Empirically, the presence of the sensorium enabled behaviors such as unsupervised infrastructure diagnosis, cross-session and cross-channel reference continuity, and early detection of routine failures, as verified in deployment logs.

Case-Based Memory: Hybrid Lexical–Semantic Retrieval with Utility Tracking

Springdrift’s memory system incorporates a case-based reasoning (CBR) layer, storing structured problem-solution-outcome cases with utility statistics. Retrieval operates via a six-signal hybrid pipeline: inverted lexical index (0.25), semantic embeddings (0.40), weighted field score (0.10), recency (0.05), domain match (0.10), and success-derived utility score (0.10), with precedence-based culling to fit within a context budget ( $K=4$ ).

Empirical evaluation on a synthetic 800-case, 200-query benchmark demonstrates that the hybrid CBR pipeline achieves higher mean reciprocal rank and P@4 than dense embedding-only baselines — especially on high-difficulty queries (P@4: 0.883 vs. 0.796), confirming that outcome-weighted, structurally indexed experience compounds value over time. Notably, ablation removing the embedding feature degrades performance to 0.620 P@4. The architecture is thus validated for scalable, retrieval-efficient context construction in high-noise, multi-domain deployments, with the caveat that real-world relevance labels are outside the synthetic assessment’s scope.

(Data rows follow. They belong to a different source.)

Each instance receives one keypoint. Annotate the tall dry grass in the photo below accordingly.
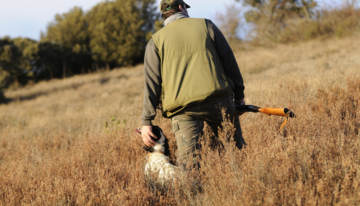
(72, 142)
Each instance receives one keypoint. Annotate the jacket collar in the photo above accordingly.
(175, 17)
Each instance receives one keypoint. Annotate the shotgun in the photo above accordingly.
(283, 112)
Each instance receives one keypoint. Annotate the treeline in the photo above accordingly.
(288, 21)
(111, 34)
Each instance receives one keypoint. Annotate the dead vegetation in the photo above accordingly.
(73, 141)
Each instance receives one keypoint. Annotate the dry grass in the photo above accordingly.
(71, 142)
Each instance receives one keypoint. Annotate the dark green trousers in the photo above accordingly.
(188, 126)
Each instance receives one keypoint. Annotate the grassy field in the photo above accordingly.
(72, 141)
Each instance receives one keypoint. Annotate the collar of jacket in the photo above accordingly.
(175, 17)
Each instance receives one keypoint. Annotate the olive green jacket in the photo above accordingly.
(157, 81)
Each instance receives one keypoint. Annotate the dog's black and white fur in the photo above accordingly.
(159, 171)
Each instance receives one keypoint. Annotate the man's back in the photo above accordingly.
(190, 66)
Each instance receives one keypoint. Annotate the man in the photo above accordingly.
(192, 71)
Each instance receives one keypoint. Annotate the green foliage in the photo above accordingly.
(271, 17)
(29, 50)
(338, 23)
(10, 70)
(230, 23)
(119, 30)
(113, 33)
(70, 32)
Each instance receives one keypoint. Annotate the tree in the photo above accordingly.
(29, 50)
(271, 17)
(10, 70)
(119, 31)
(276, 11)
(230, 23)
(70, 31)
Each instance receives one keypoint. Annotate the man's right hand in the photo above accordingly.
(148, 136)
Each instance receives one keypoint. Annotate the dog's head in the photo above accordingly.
(161, 145)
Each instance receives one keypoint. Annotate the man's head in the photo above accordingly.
(170, 7)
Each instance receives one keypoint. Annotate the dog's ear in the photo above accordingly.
(148, 149)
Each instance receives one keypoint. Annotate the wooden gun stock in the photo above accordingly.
(283, 112)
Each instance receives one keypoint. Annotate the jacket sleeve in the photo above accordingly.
(228, 60)
(152, 86)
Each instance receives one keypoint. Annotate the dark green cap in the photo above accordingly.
(168, 5)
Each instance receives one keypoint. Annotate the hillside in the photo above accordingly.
(72, 141)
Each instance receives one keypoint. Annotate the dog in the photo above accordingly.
(159, 171)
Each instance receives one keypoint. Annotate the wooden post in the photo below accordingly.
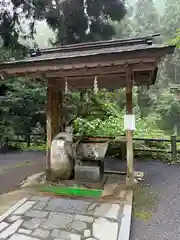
(129, 133)
(54, 107)
(173, 149)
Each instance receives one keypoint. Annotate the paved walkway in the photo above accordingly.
(51, 218)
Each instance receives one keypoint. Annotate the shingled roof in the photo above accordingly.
(80, 63)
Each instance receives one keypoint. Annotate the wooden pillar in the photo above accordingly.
(54, 111)
(129, 133)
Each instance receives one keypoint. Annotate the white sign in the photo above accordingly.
(129, 122)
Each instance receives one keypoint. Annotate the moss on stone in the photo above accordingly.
(145, 202)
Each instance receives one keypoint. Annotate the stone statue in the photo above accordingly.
(62, 156)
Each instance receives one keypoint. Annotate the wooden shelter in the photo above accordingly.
(115, 64)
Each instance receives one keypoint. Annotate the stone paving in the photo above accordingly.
(50, 218)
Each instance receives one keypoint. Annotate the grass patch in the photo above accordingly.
(145, 201)
(71, 191)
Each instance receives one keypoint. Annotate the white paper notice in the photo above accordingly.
(129, 122)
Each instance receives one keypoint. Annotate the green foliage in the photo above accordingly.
(20, 107)
(169, 110)
(73, 21)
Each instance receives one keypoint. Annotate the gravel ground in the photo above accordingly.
(164, 224)
(163, 180)
(15, 167)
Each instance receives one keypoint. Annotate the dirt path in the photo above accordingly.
(15, 167)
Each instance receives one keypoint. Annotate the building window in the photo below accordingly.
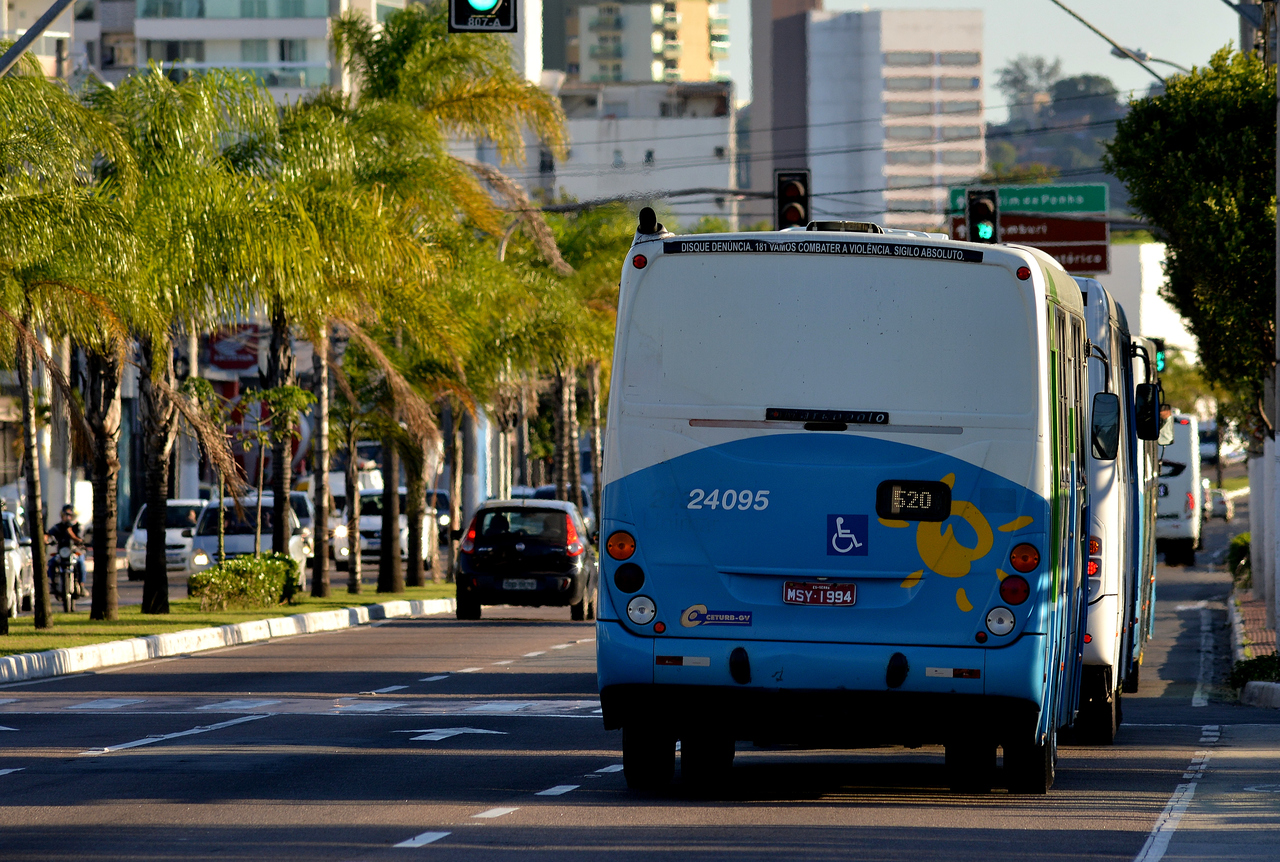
(293, 50)
(254, 50)
(913, 82)
(909, 108)
(909, 132)
(909, 158)
(909, 58)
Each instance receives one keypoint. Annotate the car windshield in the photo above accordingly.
(234, 525)
(524, 523)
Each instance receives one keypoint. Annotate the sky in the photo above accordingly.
(1183, 31)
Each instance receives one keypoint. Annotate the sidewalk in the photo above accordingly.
(1257, 638)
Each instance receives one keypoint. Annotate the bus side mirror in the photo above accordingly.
(1106, 425)
(1147, 411)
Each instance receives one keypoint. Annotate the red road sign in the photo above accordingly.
(1080, 246)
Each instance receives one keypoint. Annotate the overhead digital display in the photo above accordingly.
(913, 500)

Deterministic Normative Calculus for Safety and Authority

Agent safety in Springdrift is realized via a two-stage architecture:

D $'$ Discrepancy Analysis: A feature-level, importance-weighted discrepancy scoring function (based on Beach’s Image Theory) quantitatively screens all outputs at three gates: input, tool dispatch, and output. Thresholds are contextually parameterized (e.g., email channels use tighter cutoffs).
Normative Calculus: For outputs in the ambiguous region (between "modify" and "reject" thresholds), a deterministic, axiom-based normative calculus is invoked. This system, inspired by Becker’s Stoic ethics, formalizes all agent and operator commitments as 14-tier priority propositions with Required/Ought/Indifferent modality and Possible/Impossible scope. Six axioms — including futility, indifference, absolute prohibition, and strict moral/priority rank ordering — resolve every proposition pair, producing reproducible, auditable axiom trails for each safety/rejection verdict. Eight floor rules map severity profiles to Flourishing/Constrained/Prohibited decisions (accept/modify/reject).

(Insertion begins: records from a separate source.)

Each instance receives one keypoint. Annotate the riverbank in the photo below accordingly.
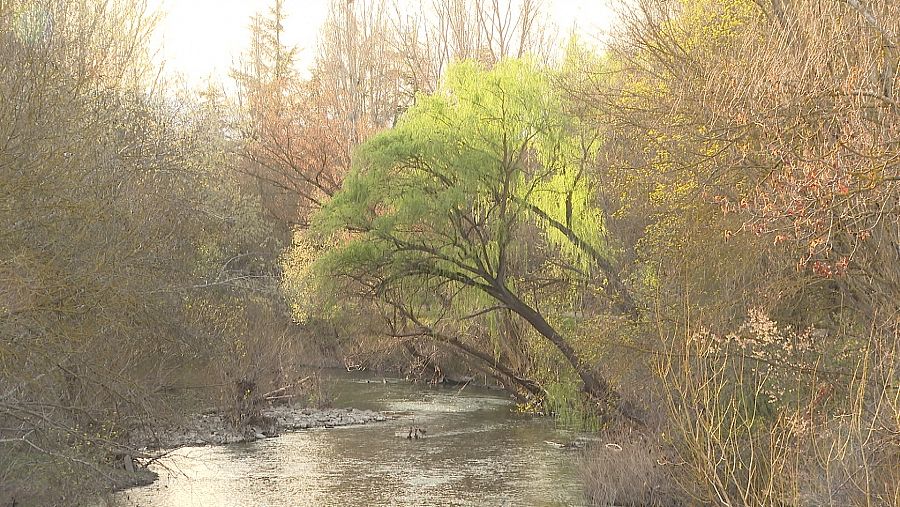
(215, 429)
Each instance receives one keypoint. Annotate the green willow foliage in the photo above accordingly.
(446, 190)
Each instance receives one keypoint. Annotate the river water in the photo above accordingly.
(477, 452)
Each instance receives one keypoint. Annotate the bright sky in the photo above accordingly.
(204, 38)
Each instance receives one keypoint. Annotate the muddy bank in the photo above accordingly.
(215, 429)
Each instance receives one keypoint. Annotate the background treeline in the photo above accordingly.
(689, 239)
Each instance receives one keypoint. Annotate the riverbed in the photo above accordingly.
(475, 451)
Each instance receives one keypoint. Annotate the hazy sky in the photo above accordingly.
(200, 38)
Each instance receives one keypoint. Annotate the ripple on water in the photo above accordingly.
(476, 452)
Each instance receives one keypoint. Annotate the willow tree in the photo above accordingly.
(468, 194)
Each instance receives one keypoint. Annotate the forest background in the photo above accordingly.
(687, 239)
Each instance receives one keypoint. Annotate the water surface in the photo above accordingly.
(478, 451)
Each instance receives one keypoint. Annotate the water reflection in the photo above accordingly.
(477, 452)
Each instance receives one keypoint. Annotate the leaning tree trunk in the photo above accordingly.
(595, 386)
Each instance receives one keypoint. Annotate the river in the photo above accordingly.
(477, 451)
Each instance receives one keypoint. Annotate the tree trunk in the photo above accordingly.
(594, 385)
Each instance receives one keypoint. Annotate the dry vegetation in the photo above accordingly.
(689, 241)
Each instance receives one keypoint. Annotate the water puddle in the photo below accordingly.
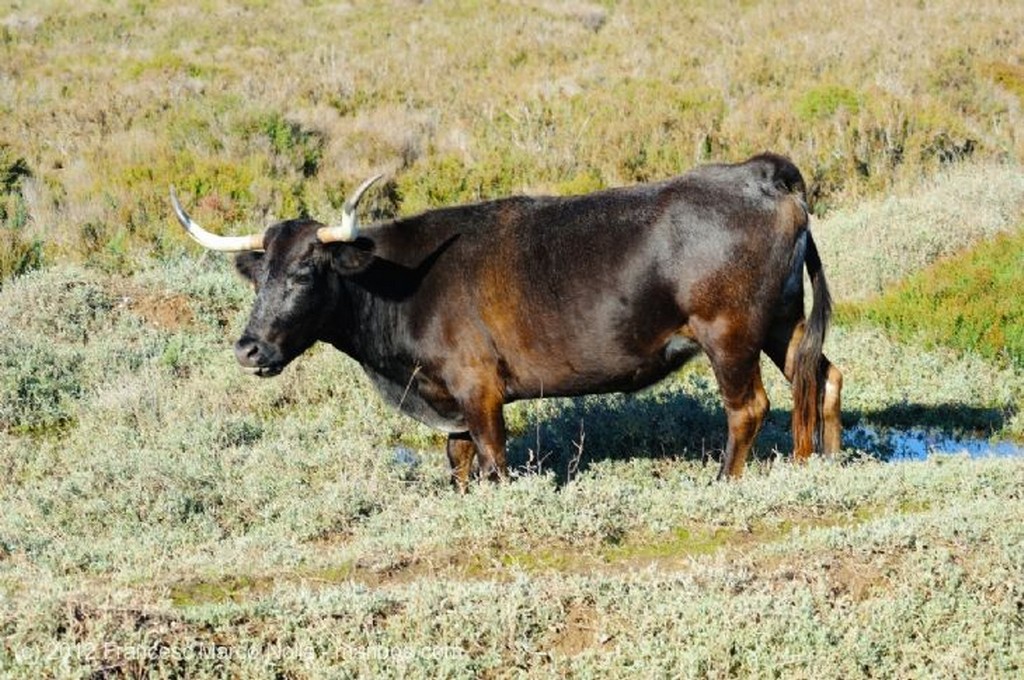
(918, 443)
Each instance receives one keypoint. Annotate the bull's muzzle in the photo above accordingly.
(260, 357)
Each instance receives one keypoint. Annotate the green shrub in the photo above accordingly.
(973, 302)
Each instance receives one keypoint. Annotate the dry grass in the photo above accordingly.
(262, 111)
(161, 513)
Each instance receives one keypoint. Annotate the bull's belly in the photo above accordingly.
(439, 414)
(427, 401)
(580, 376)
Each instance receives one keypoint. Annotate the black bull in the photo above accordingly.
(455, 312)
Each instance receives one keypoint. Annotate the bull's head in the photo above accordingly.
(290, 265)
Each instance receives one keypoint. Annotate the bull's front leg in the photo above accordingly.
(484, 416)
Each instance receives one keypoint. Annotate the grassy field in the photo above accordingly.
(163, 513)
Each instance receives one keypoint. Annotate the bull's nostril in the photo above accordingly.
(247, 351)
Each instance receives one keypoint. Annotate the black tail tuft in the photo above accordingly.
(808, 383)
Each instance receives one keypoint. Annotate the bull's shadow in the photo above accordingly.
(566, 436)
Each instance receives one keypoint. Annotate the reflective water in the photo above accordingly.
(918, 443)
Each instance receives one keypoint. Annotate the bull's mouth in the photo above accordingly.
(264, 371)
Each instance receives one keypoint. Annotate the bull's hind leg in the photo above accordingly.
(781, 348)
(745, 407)
(461, 451)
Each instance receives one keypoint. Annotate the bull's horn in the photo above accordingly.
(212, 241)
(349, 227)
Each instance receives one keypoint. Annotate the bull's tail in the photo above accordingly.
(808, 378)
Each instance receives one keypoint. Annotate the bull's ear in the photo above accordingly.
(351, 258)
(248, 264)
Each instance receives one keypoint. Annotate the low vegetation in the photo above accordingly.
(970, 301)
(163, 513)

Exhaustive evaluation over the full proposition space ( $84 \times 84 = 7,056$ cases) yielded 100% coverage, strict determinism, and monotonicity, validating formal soundness for enforcing operator-authored, high-priority commitments (e.g., legal, ethical constraints) against lower-priority or overruled user intent. Empirical deployment observed this system successfully preventing unreviewed report delivery and rejecting misrouted sensitive content, highlighting its operational criticality.

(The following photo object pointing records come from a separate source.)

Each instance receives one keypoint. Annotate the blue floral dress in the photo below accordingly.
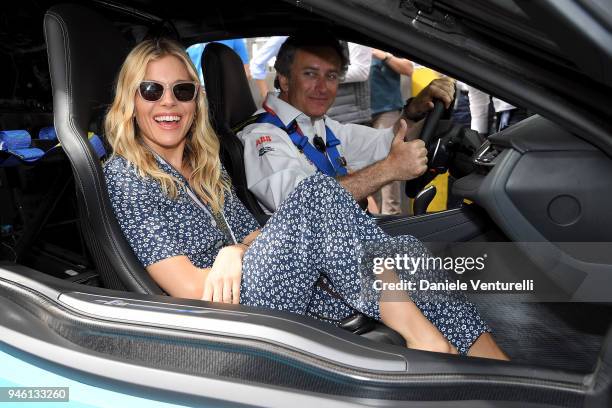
(318, 233)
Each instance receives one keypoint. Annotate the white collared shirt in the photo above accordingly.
(274, 166)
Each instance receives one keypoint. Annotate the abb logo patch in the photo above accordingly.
(262, 139)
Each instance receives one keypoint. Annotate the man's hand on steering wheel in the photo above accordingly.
(442, 89)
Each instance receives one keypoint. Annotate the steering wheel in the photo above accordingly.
(414, 186)
(431, 123)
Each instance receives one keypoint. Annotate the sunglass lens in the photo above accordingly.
(151, 91)
(184, 92)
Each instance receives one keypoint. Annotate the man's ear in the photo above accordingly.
(283, 82)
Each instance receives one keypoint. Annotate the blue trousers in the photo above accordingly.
(320, 232)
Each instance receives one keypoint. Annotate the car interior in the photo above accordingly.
(531, 188)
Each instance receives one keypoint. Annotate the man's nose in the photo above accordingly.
(322, 84)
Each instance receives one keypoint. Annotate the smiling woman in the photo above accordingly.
(198, 241)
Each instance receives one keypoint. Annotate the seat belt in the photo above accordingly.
(333, 164)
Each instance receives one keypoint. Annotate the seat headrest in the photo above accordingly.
(93, 59)
(227, 88)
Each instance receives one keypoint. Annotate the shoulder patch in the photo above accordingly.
(262, 139)
(265, 149)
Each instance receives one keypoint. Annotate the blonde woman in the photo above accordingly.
(176, 207)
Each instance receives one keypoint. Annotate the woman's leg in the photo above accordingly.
(320, 231)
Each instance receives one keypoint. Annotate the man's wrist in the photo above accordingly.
(413, 116)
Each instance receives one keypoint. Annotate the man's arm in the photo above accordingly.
(360, 58)
(407, 158)
(405, 161)
(258, 64)
(401, 66)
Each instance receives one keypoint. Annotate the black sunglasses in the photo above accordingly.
(153, 91)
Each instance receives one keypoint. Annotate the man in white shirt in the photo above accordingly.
(360, 58)
(294, 138)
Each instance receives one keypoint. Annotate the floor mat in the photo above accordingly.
(559, 335)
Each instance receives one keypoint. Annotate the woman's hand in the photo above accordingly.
(223, 281)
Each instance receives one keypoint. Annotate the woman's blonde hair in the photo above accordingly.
(201, 147)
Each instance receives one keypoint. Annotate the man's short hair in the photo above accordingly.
(306, 39)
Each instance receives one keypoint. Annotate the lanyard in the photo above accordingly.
(226, 229)
(332, 166)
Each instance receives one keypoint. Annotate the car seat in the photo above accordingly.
(230, 105)
(85, 53)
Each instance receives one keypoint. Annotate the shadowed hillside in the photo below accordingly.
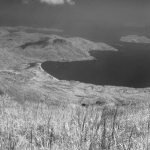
(37, 111)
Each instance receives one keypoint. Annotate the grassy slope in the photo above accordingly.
(39, 112)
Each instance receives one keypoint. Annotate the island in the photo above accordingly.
(39, 111)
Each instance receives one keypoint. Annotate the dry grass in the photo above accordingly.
(37, 126)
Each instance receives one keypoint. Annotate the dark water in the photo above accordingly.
(130, 67)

Agent Character, Self-Observation, and the Artificial Retainer Paradigm

Springdrift formalizes "character" as operator-specified normative commitments, enforced independently of ephemeral instructions. This creates predictability and stability in autonomous agent behavior, enabling operators to reason about and evolve the agent’s boundaries over time. Importantly, self-observation is treated as a first-class architectural property: every error, degradation, or anomalous pattern is observable and actionable by the agent itself, closing the diagnostic loop.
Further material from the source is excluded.